Will the vulnerable be protected?
An issue that attracted attention was whether there are sufficient measures in the legislation to protect against coercion of people to end their own lives using the VAD processes. Julian Gardner explained the protections (outlined fully here) and emphasised that taken together, these measures reduce as far as possible the risk of coercion. Kathy Wilson noted that the lack of a definition of coercion in the legislation is a weakness, and that ‘undue influence’ is generally very hard to prove in cases of elder abuse.

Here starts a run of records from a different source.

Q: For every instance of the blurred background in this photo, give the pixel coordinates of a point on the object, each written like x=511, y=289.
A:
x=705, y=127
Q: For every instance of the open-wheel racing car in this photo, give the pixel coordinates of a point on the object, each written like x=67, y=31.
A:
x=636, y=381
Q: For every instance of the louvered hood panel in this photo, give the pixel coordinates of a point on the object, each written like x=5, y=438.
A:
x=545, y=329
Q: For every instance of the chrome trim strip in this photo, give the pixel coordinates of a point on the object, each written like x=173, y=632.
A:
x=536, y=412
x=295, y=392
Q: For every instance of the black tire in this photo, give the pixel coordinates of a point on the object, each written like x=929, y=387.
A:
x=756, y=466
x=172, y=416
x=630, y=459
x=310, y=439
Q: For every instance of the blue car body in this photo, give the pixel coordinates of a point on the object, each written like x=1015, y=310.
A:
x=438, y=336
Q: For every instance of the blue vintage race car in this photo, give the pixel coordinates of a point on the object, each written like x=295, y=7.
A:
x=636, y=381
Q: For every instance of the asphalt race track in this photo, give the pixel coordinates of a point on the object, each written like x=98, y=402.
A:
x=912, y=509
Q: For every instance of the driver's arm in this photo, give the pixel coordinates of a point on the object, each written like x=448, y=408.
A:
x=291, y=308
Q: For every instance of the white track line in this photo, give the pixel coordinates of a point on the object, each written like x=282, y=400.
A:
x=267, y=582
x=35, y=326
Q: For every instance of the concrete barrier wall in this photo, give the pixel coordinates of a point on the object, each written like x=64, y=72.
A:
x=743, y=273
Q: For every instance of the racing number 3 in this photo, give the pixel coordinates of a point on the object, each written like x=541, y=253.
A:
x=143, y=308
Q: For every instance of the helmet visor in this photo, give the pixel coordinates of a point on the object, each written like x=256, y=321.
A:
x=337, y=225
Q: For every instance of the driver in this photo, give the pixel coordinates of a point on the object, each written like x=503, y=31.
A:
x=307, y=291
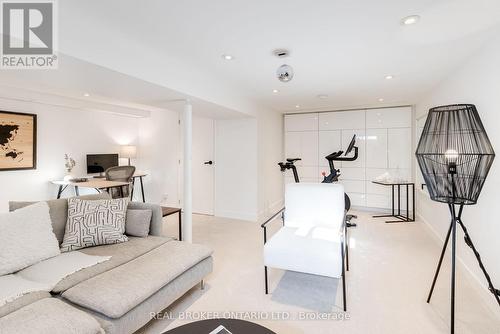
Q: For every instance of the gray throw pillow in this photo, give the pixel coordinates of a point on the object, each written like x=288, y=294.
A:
x=94, y=223
x=137, y=223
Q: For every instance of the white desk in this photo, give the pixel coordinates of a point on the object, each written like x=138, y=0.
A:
x=99, y=184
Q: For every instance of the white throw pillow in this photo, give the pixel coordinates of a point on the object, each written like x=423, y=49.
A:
x=26, y=238
x=94, y=223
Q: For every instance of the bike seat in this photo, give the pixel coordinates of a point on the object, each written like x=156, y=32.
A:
x=334, y=155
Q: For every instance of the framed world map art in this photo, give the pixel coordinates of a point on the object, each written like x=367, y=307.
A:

She noted that:
Doctors need to be aware of the subtle forms that coercion can take when it comes to family members attempting to abuse laws like VAD for personal gain.
Overall, the evening involved an engaging mix of dialogue and education.
Hosting a panel made up of medical and legal professionals allowed for debate on the complexities of an issue that touches on death, autonomy, elder abuse and the repercussions of law reform on both medical professionals and their patients. Opening the discussion up to the general public gave anyone who was interested the opportunity to ask questions and clarify how the proposed laws might impact them and their loved ones.
Victoria Law Foundation is a not-for-profit organisation that provides easy-to-understand information about the laws and legal system to Victorians.